Вывернув руль, Гоча направил машину на соседнюю улицу, а потом через перекресток на городской проспект. Словно специально, стоило ему только притормозить у обочины напротив пятиэтажки, дверь одного из подъездов открылась, и вышла Люба. Следом за ней семенил мальчишка лет пяти и тащил за собой деревянную грузовую машину.
Когда Люба с ребенком оказались на тротуаре, Гоча подъехал ближе и опустил окно.
— Эй, Люб! Стой!
Она обернулась, поджав губы. Не накрашенная, с забранными в хвост волосами, выглядела Люба гораздо моложе.
— Чего тебе? — прошипела она, продолжая тащить за собой ребенка.
— Ты куда намылилась-то?
— В детский сад, не видишь?
— Я тебе сказал стой, курва! — приказал Гоча.
Люба сузила глаза, скривилась, но остановилась. Паренек ее тут же присел, поправляя съехавший на бок кузов.
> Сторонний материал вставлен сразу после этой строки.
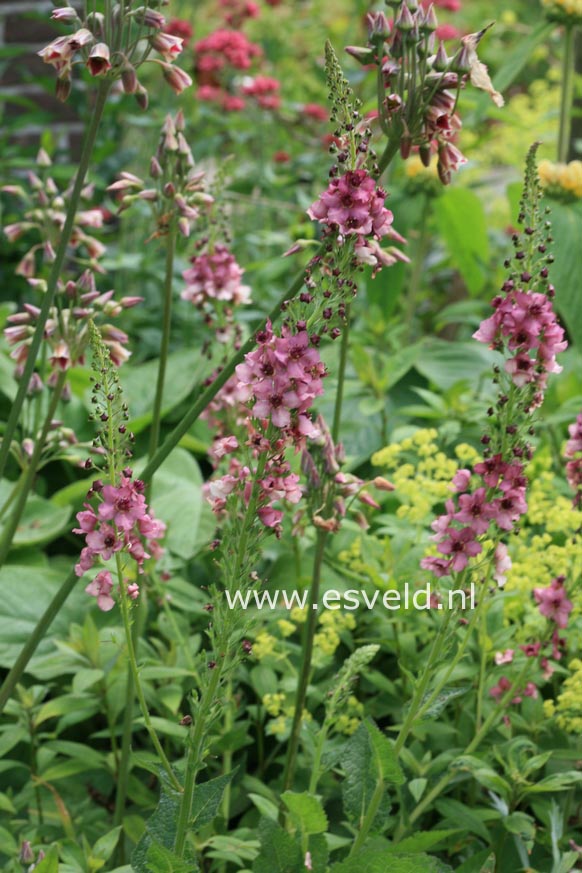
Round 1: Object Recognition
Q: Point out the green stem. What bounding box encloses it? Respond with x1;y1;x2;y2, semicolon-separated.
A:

— Давай, рассказывай, что там у тебя с этим москвичом было?
— Все было, — коротко ответила она и потянула сына за собой.
— А если проверю? — крикнул ей вдогонку Гоча.
Люба обернулась и одними губами произнесла фразу, за которую любой мужик размазал бы ее симпатичную физиономию по асфальту. Но она была девкой Гантемирова, и как бы ни чесались кулаки, прижучить ее мог только он.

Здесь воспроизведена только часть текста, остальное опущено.